Le procédé consiste à reproduire une émotion en copiant les données chimiques ressenties par un sujet.
Dans l’idéal, le prélèvement doit se faire pendant que le sujet ressent l'émotion en question mais cela est souvent difficilement réalisable ; notamment du fait de l’outillage nécessaire au scan des connections neuronales, très lourd, qui nuit à l'expérience du sujet et donc au résultat.
Dans la réalité, le prélèvement se fait, le plus souvent, sous hypnose en demandant au sujet de se remémorer l’instant en question. Le résultat est plus ou moins fiable et souvent diminué mais l'opération est beaucoup plus simple à mettre en place.
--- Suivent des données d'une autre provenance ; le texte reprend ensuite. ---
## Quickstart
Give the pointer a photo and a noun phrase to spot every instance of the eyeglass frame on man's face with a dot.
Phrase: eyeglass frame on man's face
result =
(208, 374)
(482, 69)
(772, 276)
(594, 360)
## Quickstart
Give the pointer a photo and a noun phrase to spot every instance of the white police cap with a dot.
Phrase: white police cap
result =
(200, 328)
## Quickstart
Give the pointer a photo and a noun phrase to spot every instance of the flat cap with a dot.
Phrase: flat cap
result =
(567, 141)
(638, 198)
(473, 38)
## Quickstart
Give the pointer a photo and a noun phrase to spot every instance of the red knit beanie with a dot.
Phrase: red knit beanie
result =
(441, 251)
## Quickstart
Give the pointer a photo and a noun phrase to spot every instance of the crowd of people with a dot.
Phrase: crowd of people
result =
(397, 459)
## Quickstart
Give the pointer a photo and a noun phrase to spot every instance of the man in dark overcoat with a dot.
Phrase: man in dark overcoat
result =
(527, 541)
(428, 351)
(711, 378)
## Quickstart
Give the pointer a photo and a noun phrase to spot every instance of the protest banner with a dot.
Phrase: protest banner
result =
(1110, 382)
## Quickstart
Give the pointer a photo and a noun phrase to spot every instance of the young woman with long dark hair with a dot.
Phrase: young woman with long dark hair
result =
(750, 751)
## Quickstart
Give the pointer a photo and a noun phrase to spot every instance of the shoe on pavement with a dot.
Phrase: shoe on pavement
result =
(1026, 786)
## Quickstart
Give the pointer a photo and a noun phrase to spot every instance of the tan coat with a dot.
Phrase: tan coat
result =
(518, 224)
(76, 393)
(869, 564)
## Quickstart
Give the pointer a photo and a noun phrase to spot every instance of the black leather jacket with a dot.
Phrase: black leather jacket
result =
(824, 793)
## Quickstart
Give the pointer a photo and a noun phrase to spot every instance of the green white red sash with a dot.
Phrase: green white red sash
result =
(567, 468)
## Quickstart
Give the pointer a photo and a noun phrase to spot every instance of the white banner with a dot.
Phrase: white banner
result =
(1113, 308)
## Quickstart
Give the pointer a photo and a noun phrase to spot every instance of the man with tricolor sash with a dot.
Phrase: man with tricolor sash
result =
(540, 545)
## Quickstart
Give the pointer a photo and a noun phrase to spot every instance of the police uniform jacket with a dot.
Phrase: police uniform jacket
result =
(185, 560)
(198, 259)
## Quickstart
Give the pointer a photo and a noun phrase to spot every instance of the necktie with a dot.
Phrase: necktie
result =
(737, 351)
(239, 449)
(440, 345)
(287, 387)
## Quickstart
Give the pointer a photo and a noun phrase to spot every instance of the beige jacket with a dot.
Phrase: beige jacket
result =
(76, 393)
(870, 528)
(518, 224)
Une fois le scan réalisé, des synapses synthétiques sont réalisées en fonction des échantillons retrouvés lors de l’examen cérébral. Les synapses se développent ensuite en laboratoire sur un appareil nerveux factice (appelé marionette, puppets en anglais). Quand leur nombre est suffisant, elles sont prélevées et conditionnées dans un liquide de maintien. C’est ce liquide qui constitue la SynSyn.
Mode d'administration : injection sous-cutanée en haut de la nuque. Les synapses synthétiques se déversent dans le cerveau et vont directement se coller aux bons récepteurs.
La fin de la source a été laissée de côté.